A Conversation with Tedd Benson About the Road from Fine Carpenter to Fine Businessman
comments (2) March 1st, 2013 in BlogsTedd Benson, one of the most celebrated homebuilders in America, has been a leader in reintroducing the art of timber framing, and has continued to develop it using modern technology to create structures of lasting beauty and high efficiency. He also built a successful business, stalwart enough to sail through the Great Recession and expand. I recently had the opportunity talk with Tedd Benson and learn about his background, his business, and his plans for the future.
Tell us about your background, and how you discovered timber-framing.
I grew up in Colorado, the sixth of 11 children in a lower-income family, so I worked through high school doing construction, mostly heavy-equipment operation. This got me into the new developments around town where the carpentry was going on, which appealed to me. Back then, just being a young buck that could swing a big hammer was all it took get a job on a construction crew. I learned the rudiments of carpentry, but mostly how to swear and other crude things I didn't learn at home. But it wasn't until I moved to Boston where I had the chance to work with old-world craftsmen on historical buildings that I discovered the art of fine carpentry. We rehabilitated buildings 200 and 300 years old, lovingly repairing them because they were worth it. They were beautiful and functional, as all buildings should be.
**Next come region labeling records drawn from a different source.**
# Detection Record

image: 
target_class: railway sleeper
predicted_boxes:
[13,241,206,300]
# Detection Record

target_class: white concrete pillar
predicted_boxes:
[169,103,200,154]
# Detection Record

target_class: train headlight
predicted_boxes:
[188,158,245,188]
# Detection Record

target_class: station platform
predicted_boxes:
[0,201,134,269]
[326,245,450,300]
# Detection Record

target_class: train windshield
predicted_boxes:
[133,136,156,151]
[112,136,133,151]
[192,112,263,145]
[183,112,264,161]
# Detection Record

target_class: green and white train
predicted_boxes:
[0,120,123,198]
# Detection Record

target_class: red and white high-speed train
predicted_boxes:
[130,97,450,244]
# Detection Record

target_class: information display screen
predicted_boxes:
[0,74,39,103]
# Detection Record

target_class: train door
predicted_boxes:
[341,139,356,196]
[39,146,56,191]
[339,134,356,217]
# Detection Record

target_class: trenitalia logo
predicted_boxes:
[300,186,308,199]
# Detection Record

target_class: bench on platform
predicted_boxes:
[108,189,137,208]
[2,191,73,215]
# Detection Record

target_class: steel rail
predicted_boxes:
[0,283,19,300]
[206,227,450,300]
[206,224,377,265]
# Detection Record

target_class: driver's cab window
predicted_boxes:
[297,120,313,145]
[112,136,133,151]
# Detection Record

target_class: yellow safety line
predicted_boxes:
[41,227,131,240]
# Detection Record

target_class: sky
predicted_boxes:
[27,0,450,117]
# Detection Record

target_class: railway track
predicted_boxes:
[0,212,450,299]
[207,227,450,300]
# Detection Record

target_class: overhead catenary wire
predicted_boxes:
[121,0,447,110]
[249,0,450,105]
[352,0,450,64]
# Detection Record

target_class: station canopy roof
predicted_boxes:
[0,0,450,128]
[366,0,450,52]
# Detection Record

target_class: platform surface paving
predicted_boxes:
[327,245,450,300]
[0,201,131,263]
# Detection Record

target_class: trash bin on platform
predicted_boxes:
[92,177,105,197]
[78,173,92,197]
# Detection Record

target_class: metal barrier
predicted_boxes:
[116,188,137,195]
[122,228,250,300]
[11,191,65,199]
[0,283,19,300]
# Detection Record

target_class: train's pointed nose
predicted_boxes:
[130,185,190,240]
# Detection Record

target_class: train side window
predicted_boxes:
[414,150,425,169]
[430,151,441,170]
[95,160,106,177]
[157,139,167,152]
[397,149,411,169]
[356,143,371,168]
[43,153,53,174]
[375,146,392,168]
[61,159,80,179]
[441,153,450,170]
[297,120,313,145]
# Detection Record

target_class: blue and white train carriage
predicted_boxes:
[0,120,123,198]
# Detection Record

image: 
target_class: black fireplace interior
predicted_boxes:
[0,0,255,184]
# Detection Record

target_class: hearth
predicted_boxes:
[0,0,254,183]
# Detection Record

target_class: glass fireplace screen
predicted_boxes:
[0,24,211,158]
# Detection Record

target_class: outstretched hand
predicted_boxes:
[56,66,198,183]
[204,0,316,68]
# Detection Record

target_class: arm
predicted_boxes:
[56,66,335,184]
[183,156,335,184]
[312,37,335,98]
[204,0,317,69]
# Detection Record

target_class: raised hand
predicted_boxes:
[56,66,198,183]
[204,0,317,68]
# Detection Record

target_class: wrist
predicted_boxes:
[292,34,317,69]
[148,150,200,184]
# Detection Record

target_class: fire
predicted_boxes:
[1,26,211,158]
I became enthralled with the large timbers, nail-free joinery, framing with the tolerances of fine furniture. I asked all the questions, who did this, what kind of tools did they use, why aren't we doing this anymore? The guys knew the answers. They had inherited tools from their grandfathers and my keen interest sparked renewed interest among them. But they were older, and lives don't last forever. Those experiences and connections led to another job, and then another, and before I knew it, without a plan, I was working for myself. I didn't think I was in business, but I was.
I had decided I wanted to build with timber frames, as this craft should never have died, so I devoted myself to it in 1974. Five years later, I wrote a book about it, Building the Timber Frame House: The Revival of a Forgotten Art (Scribners, 1981). The purpose of the book was to get the word out, we were one of very few companies doing it back then, and we wanted many others to do it, too. For timber-framing to become a viable and living art, we needed an industry, not a few scattered zealots.
How did you develop such a high-profile brand and solid business?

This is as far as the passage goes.